In March 1944, Western Front began yet another offensive against Orsha. At this time the division was back in 62nd Corps, and was in the first echelon of the attack as part of the Army's shock group. The Corps was to attack in the sector extending from Lazyrshchina southward to Lobany against the center section of 78th Sturm Division's sector; 63rd and 352nd Rifle Divisions would back up 247th Rifle Division in the lead. During the course of this offensive, the division was briefly redeployed into the sector of 31st Army, but by April 1 was, with its Corps, in 33rd Army. This renewed attack made virtually no progress and was shut down in April.

===Operation Bagration===
Later that month, Western Front was broken up into the 2nd and 3rd Belorussian Fronts. During this transition, the 352nd was assigned to the 113th Rifle Corps of 31st Army of 3rd Belorussian Front; it would remain in that Army, apart from one brief period in 1945, for the duration of the war. When the offensive began, 31st Army was facing the 260th Infantry and 25th Panzergrenadier divisions of the German XXVII Army Corps across the Dniepr River. In part due to the water obstacle the Army's offensive developed slowly over the first few days, but once the Dniepr was crossed the town of Dubrovno was reached on June 25, just 15 km east of Orsha.
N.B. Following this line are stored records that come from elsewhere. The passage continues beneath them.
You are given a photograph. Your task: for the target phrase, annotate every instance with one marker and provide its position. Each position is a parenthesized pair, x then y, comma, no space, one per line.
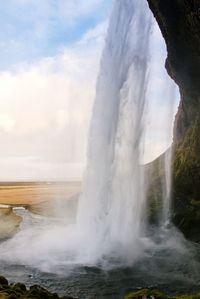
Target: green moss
(186,178)
(19,290)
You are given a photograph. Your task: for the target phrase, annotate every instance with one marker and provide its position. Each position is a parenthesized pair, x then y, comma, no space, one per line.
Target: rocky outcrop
(19,290)
(179,21)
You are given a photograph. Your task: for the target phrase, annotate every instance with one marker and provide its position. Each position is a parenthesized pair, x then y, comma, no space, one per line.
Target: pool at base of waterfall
(167,268)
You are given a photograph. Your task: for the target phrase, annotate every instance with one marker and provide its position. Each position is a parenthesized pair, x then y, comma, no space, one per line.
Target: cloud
(32,29)
(46,106)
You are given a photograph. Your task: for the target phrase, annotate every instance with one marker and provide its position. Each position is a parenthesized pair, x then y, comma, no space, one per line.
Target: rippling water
(172,267)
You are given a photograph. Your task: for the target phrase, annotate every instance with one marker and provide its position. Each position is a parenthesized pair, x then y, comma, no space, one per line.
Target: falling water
(113,201)
(113,204)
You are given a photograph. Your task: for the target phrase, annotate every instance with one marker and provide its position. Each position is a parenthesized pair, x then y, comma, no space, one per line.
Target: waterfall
(111,210)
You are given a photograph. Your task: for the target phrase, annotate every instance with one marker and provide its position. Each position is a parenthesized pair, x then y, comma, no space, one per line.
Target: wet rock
(179,22)
(3,280)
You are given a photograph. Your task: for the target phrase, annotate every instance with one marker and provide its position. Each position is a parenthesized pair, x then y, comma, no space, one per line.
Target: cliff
(179,21)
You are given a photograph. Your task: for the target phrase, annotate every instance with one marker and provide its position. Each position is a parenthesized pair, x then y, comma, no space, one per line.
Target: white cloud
(46,107)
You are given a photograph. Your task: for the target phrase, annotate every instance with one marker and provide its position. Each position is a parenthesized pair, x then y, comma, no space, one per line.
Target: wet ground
(172,269)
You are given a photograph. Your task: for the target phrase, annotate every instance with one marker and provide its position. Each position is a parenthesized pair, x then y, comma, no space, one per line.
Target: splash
(111,219)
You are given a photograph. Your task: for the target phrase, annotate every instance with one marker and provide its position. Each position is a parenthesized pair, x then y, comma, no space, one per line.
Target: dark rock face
(179,21)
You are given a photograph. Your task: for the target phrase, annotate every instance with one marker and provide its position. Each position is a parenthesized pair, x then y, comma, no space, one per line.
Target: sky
(49,60)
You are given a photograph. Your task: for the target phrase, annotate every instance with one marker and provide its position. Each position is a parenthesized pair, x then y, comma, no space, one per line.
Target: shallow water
(169,263)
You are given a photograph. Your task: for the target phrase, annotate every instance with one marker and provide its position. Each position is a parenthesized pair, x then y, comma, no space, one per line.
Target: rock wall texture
(179,21)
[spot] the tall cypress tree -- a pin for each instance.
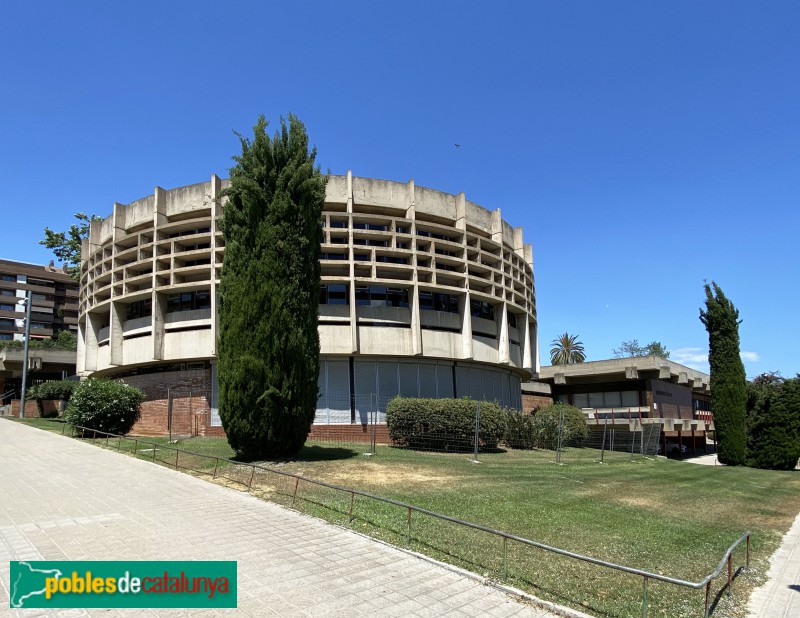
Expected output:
(268, 349)
(728, 383)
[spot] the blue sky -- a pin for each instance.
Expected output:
(644, 147)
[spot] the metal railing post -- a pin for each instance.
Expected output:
(505, 558)
(294, 495)
(603, 447)
(644, 598)
(730, 573)
(747, 554)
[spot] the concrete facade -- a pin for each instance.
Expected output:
(424, 293)
(635, 391)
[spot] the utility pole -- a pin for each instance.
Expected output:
(27, 302)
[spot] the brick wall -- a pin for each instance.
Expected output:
(190, 394)
(32, 410)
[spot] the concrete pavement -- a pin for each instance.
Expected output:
(780, 596)
(61, 499)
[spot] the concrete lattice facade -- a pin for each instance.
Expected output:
(424, 293)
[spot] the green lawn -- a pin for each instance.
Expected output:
(664, 516)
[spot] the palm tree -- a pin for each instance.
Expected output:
(567, 350)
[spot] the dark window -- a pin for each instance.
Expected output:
(139, 309)
(388, 259)
(333, 294)
(200, 230)
(379, 296)
(435, 301)
(481, 309)
(188, 301)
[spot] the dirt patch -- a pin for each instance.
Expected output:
(376, 475)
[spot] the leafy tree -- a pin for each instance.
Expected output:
(566, 350)
(728, 385)
(67, 245)
(269, 293)
(104, 405)
(632, 348)
(773, 422)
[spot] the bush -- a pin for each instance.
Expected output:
(519, 432)
(773, 423)
(105, 405)
(443, 424)
(546, 421)
(61, 390)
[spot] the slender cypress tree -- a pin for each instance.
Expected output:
(268, 349)
(728, 383)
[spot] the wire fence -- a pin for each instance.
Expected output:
(359, 423)
(409, 521)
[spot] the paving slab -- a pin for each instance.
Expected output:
(779, 597)
(61, 499)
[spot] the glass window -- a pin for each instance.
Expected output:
(580, 400)
(596, 400)
(481, 309)
(139, 309)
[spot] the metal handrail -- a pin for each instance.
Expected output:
(727, 559)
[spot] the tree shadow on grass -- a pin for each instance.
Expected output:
(307, 453)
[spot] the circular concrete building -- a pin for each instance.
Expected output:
(424, 294)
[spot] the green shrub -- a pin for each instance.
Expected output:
(443, 424)
(773, 423)
(546, 421)
(105, 405)
(519, 432)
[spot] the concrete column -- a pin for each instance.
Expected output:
(416, 324)
(93, 322)
(80, 359)
(411, 205)
(519, 246)
(158, 321)
(350, 194)
(497, 226)
(351, 286)
(466, 325)
(216, 210)
(115, 340)
(527, 357)
(503, 352)
(461, 213)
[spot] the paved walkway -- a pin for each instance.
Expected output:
(780, 596)
(61, 499)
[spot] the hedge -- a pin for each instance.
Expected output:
(105, 405)
(444, 424)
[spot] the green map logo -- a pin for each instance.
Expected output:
(64, 584)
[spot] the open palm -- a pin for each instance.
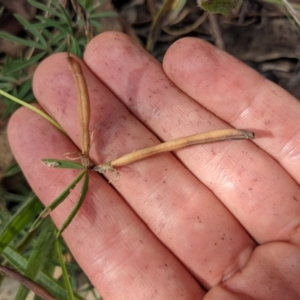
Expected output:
(214, 221)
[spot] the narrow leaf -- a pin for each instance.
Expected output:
(63, 164)
(24, 42)
(220, 6)
(36, 288)
(77, 206)
(38, 257)
(33, 108)
(19, 262)
(65, 272)
(57, 201)
(19, 220)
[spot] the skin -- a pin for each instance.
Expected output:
(214, 221)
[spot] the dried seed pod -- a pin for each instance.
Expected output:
(83, 109)
(200, 138)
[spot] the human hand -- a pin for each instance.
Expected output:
(215, 221)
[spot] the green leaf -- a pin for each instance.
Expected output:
(19, 221)
(20, 41)
(38, 256)
(57, 201)
(17, 65)
(103, 14)
(13, 169)
(44, 8)
(223, 7)
(77, 206)
(65, 272)
(62, 164)
(33, 108)
(60, 25)
(51, 285)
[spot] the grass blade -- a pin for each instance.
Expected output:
(62, 164)
(57, 201)
(67, 282)
(33, 108)
(27, 43)
(77, 206)
(19, 221)
(38, 257)
(51, 285)
(37, 289)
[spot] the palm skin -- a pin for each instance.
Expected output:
(214, 221)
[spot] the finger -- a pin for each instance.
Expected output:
(271, 273)
(244, 98)
(181, 212)
(254, 187)
(117, 251)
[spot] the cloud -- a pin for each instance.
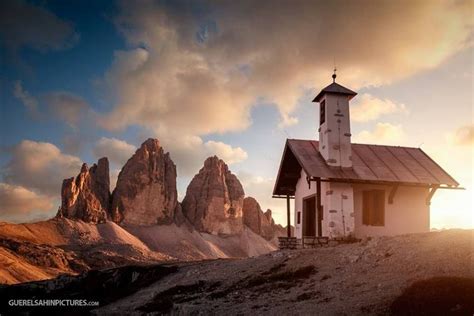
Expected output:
(383, 134)
(368, 108)
(29, 102)
(19, 202)
(261, 189)
(226, 152)
(40, 166)
(67, 107)
(26, 25)
(463, 136)
(118, 151)
(198, 74)
(189, 152)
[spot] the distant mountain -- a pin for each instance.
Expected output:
(141, 221)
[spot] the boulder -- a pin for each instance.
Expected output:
(214, 199)
(146, 188)
(259, 222)
(87, 196)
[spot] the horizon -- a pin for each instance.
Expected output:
(82, 81)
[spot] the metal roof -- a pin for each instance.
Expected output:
(370, 163)
(336, 89)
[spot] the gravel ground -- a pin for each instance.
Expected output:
(351, 279)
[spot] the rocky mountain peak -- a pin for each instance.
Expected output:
(87, 196)
(214, 199)
(259, 222)
(146, 188)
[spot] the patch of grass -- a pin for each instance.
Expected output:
(436, 296)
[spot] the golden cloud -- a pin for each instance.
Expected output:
(196, 75)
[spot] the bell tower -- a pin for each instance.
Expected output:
(334, 124)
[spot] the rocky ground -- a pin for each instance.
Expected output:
(430, 273)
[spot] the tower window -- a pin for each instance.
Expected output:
(322, 112)
(373, 208)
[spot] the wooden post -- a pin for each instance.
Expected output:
(319, 207)
(288, 228)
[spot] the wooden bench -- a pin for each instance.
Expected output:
(287, 242)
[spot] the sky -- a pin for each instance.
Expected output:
(80, 80)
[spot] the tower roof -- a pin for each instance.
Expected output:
(335, 88)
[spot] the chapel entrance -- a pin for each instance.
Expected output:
(309, 217)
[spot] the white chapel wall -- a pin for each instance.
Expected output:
(408, 213)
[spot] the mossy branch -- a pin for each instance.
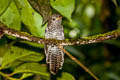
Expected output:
(87, 40)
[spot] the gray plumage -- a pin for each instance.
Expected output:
(54, 55)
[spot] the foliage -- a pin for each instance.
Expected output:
(81, 18)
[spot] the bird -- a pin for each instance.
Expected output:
(54, 55)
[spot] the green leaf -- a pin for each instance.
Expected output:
(25, 75)
(4, 5)
(30, 18)
(11, 17)
(64, 7)
(14, 53)
(66, 76)
(32, 68)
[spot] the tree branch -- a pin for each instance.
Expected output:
(87, 40)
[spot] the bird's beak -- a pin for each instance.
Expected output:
(60, 17)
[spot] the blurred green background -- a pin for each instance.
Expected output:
(90, 17)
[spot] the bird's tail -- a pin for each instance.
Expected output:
(56, 62)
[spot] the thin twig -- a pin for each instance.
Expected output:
(87, 40)
(78, 62)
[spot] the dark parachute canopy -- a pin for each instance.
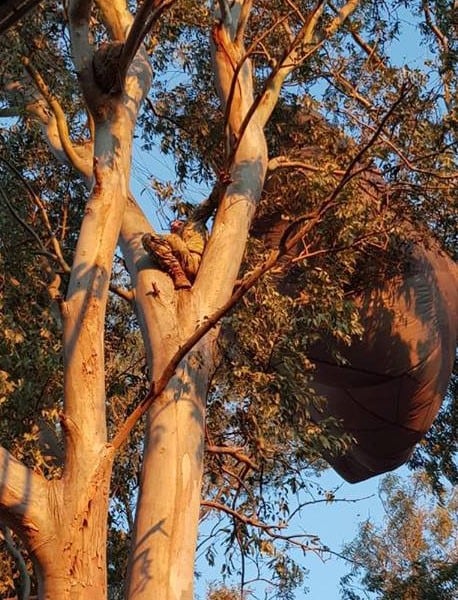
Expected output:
(387, 386)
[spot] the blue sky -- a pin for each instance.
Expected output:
(335, 524)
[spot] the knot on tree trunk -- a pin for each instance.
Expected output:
(106, 67)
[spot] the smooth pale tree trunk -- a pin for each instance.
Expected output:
(63, 522)
(166, 525)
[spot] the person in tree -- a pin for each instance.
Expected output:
(179, 252)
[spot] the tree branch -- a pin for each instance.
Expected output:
(147, 15)
(235, 452)
(61, 121)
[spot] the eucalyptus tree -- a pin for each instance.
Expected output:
(77, 77)
(414, 553)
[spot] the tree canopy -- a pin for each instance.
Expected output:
(303, 112)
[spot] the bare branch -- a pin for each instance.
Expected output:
(61, 121)
(342, 16)
(79, 13)
(243, 21)
(237, 453)
(44, 215)
(147, 15)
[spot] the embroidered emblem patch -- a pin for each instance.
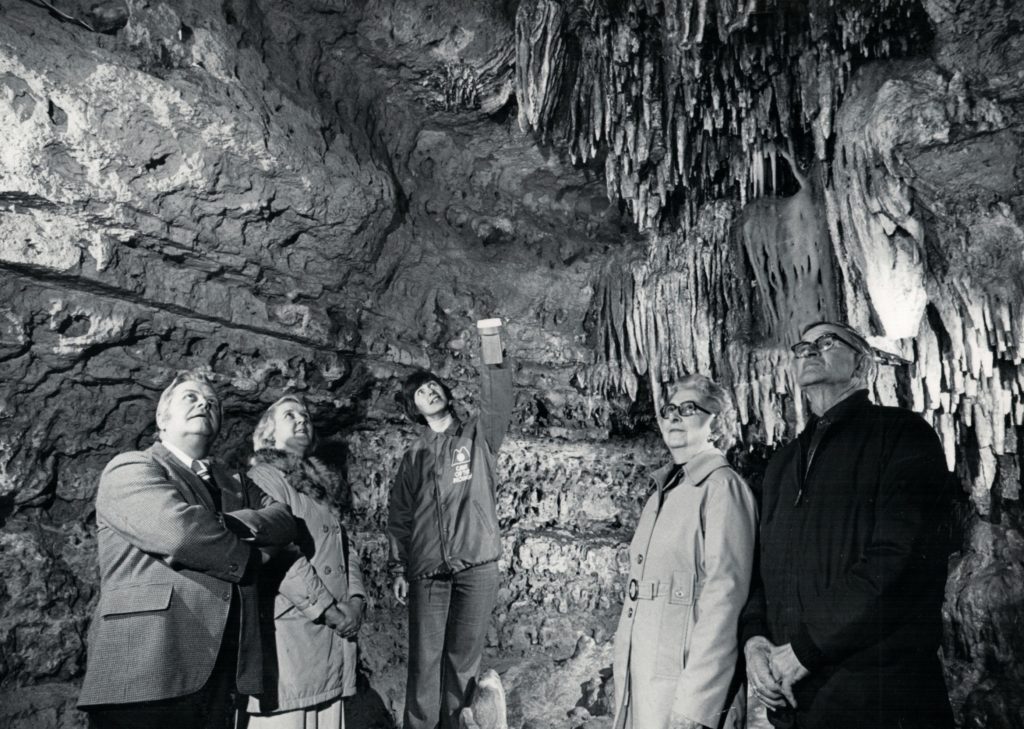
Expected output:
(460, 466)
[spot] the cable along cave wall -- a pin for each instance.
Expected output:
(321, 196)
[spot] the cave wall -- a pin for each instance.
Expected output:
(322, 196)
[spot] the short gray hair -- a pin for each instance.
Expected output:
(203, 377)
(263, 434)
(723, 427)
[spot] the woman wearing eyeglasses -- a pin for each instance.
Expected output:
(690, 560)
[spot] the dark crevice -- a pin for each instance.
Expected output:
(71, 283)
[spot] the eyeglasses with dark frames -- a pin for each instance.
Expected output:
(821, 344)
(686, 409)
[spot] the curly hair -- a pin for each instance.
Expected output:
(263, 433)
(716, 398)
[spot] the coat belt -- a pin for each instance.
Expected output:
(647, 589)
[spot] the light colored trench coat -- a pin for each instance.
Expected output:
(676, 648)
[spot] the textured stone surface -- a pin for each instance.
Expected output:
(322, 195)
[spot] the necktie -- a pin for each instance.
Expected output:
(201, 469)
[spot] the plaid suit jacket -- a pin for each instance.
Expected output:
(168, 568)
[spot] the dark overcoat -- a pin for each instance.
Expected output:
(854, 545)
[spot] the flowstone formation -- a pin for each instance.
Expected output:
(322, 196)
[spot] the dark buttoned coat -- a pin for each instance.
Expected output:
(168, 569)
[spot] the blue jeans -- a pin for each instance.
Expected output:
(448, 624)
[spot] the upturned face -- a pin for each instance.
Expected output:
(832, 361)
(430, 398)
(193, 409)
(682, 422)
(293, 430)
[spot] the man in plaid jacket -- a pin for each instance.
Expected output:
(175, 634)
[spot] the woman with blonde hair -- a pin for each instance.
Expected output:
(312, 591)
(676, 653)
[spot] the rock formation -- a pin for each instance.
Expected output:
(320, 196)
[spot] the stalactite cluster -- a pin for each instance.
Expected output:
(683, 307)
(957, 313)
(690, 99)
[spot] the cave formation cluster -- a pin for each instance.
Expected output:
(321, 196)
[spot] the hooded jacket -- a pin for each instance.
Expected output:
(442, 508)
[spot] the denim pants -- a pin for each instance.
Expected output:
(449, 617)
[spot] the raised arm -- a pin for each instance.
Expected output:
(730, 525)
(139, 503)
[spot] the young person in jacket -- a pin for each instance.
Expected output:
(312, 593)
(843, 627)
(444, 541)
(676, 653)
(176, 630)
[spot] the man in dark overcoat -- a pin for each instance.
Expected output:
(843, 626)
(175, 633)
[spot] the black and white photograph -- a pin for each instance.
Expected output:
(511, 363)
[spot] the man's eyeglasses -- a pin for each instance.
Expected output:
(682, 410)
(821, 344)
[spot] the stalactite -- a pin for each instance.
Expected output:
(540, 60)
(790, 255)
(685, 307)
(961, 323)
(682, 106)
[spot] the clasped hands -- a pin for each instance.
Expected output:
(772, 671)
(345, 617)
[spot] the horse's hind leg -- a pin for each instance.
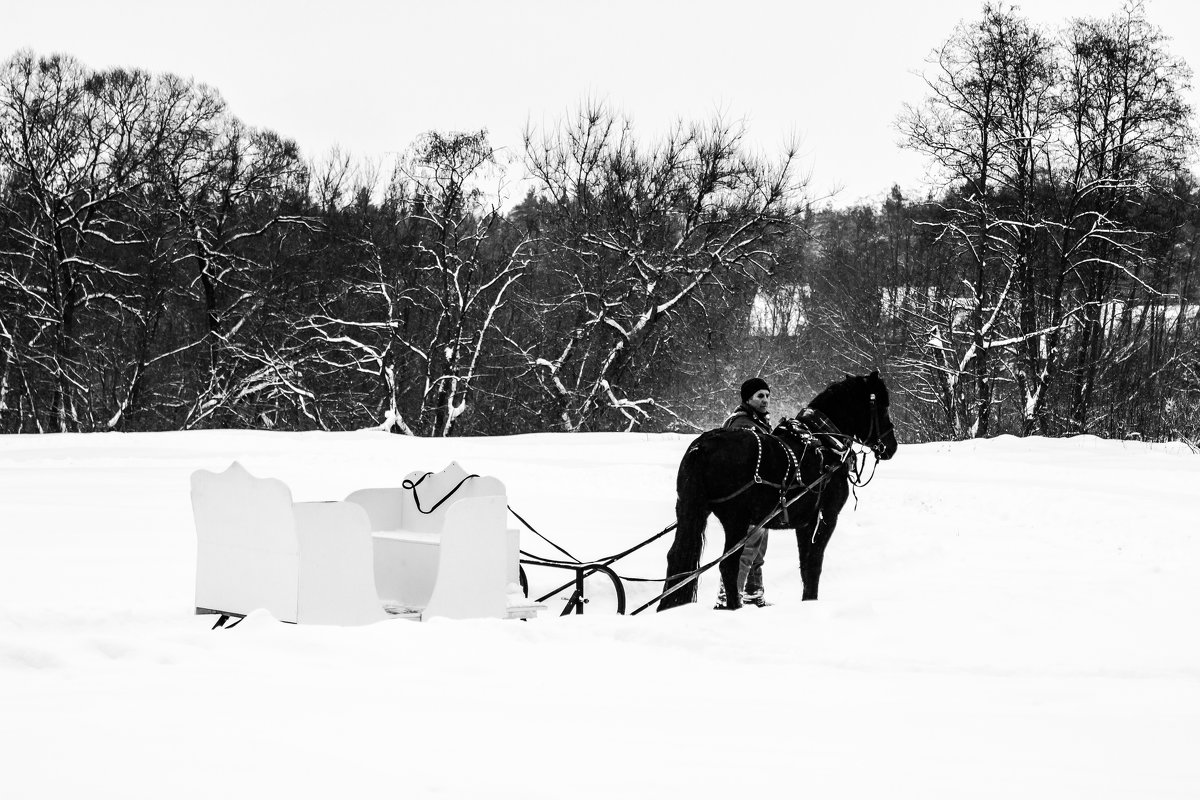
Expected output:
(683, 558)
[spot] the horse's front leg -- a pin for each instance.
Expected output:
(811, 539)
(736, 527)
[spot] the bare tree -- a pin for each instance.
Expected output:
(630, 238)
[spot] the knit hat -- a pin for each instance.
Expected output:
(751, 386)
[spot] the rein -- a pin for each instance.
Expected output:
(412, 487)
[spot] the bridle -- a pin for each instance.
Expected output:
(875, 434)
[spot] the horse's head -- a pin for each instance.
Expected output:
(858, 405)
(881, 435)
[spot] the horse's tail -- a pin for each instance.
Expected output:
(691, 518)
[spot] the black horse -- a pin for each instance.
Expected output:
(741, 476)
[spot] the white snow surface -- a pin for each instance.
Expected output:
(1011, 618)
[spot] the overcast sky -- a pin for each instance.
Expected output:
(370, 76)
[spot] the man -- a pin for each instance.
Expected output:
(753, 415)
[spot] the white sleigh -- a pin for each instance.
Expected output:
(442, 546)
(372, 557)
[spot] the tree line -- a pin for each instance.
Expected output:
(166, 266)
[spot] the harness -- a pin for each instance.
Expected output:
(814, 429)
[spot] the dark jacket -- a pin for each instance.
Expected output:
(747, 417)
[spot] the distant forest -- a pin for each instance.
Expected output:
(163, 266)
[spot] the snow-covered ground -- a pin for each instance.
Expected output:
(997, 619)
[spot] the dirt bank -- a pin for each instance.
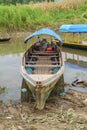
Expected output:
(66, 112)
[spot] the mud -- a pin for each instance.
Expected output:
(65, 112)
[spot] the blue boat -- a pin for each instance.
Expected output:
(76, 30)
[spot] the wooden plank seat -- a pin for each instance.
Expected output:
(38, 65)
(45, 53)
(34, 62)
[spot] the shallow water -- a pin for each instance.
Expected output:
(10, 77)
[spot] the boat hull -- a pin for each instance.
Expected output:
(75, 46)
(41, 94)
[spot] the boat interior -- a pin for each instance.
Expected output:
(43, 58)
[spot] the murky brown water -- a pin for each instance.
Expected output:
(10, 77)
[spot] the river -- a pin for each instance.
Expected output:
(10, 77)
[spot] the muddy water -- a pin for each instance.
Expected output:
(10, 77)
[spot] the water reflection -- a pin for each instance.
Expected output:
(75, 64)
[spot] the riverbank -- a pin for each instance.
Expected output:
(66, 112)
(48, 14)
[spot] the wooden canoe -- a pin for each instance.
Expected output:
(4, 39)
(41, 67)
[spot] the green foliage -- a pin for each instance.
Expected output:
(25, 17)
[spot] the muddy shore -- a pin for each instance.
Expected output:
(66, 112)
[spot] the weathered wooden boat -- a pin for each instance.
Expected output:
(4, 39)
(73, 35)
(42, 65)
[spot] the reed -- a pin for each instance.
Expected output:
(32, 16)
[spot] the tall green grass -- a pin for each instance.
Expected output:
(32, 16)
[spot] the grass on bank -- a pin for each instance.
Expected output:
(34, 16)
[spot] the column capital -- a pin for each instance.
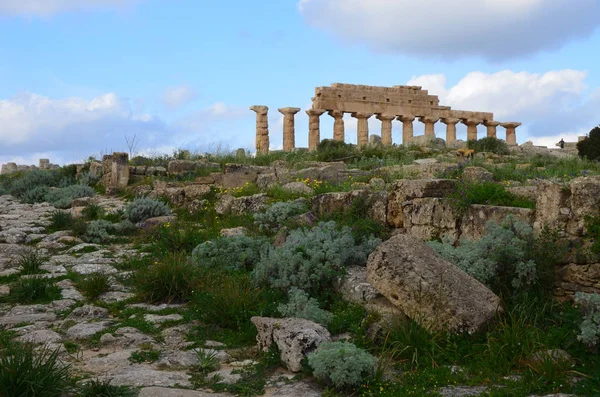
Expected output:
(387, 117)
(428, 119)
(361, 115)
(406, 119)
(335, 113)
(260, 109)
(315, 112)
(510, 124)
(491, 123)
(471, 122)
(449, 120)
(291, 111)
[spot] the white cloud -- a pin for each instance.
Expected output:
(70, 128)
(47, 8)
(175, 97)
(550, 105)
(493, 29)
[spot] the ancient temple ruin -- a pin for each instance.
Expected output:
(403, 103)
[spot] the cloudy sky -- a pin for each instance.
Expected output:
(83, 77)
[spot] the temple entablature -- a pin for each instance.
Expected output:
(403, 103)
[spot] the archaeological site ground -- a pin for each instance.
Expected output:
(416, 266)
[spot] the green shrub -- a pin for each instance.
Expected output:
(63, 197)
(590, 327)
(330, 150)
(32, 180)
(93, 285)
(301, 305)
(341, 364)
(168, 280)
(229, 253)
(60, 220)
(36, 195)
(230, 300)
(277, 214)
(98, 232)
(589, 147)
(92, 212)
(312, 259)
(489, 193)
(29, 372)
(145, 208)
(98, 388)
(30, 261)
(33, 290)
(489, 145)
(503, 259)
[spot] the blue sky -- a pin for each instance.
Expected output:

On June 27, the division was given credit for its role in the liberation of the city of Orsha and received its name as an honorific:
"ORSHA - ...352nd Rifle Division (Major General Strizhenko, Nikolai Mikhailovich)... By order of the Supreme High Command of 27 June 1944 and a commendation in Moscow, the troops who participated in the battles for the liberation of Orsha are given a salute of 20 artillery salvoes from 224 guns."
 On July 25 the division was further distinguished with a unit award of the Order of the Red Banner for its service in the liberation of Grodno.

==Into Germany and Czechoslovakia==
On October 14, General Strizhenko was replaced in command by Col. Viktor Ivanovich Rutko. One month later the 352nd was recognized for its participation in the battles along the borders of East Prussia with the Order of Suvorov, 2nd class. At the start of the Vistula-Oder Offensive in January 1945, the division was in the 36th Rifle Corps of 31st Army, but before the end of the month the Corps was taken under direct Front command. During the advance on Königsberg the 352nd, with its Corps, was assigned to the 5th Army, before returning to 31st Army by the end of March. On March 22, Maj. Gen. Rakhim Sagib Gareevich Maksutov took command of the division, which he would hold for the duration. In April, the entire 31st Army was shifted out of 3rd Belorussian Front and moved south. In the last three weeks of the war the 352nd Division and its Army were under the command of 1st Ukrainian Front, advancing into Czechoslovakia.

==Postwar==
The division held the full title of 352nd Rifle, Orsha, Order of the Red Banner, Order of Suvorov Division [Russian: 352-я стрелковая Оршанская Краснознамённая ордена Суворова дивизия] when the fighting came to an end. According to STAVKA Order No. 11096 of May 29, 1945, part 8, the 352nd is listed as one of the rifle divisions to be "disbanded in place".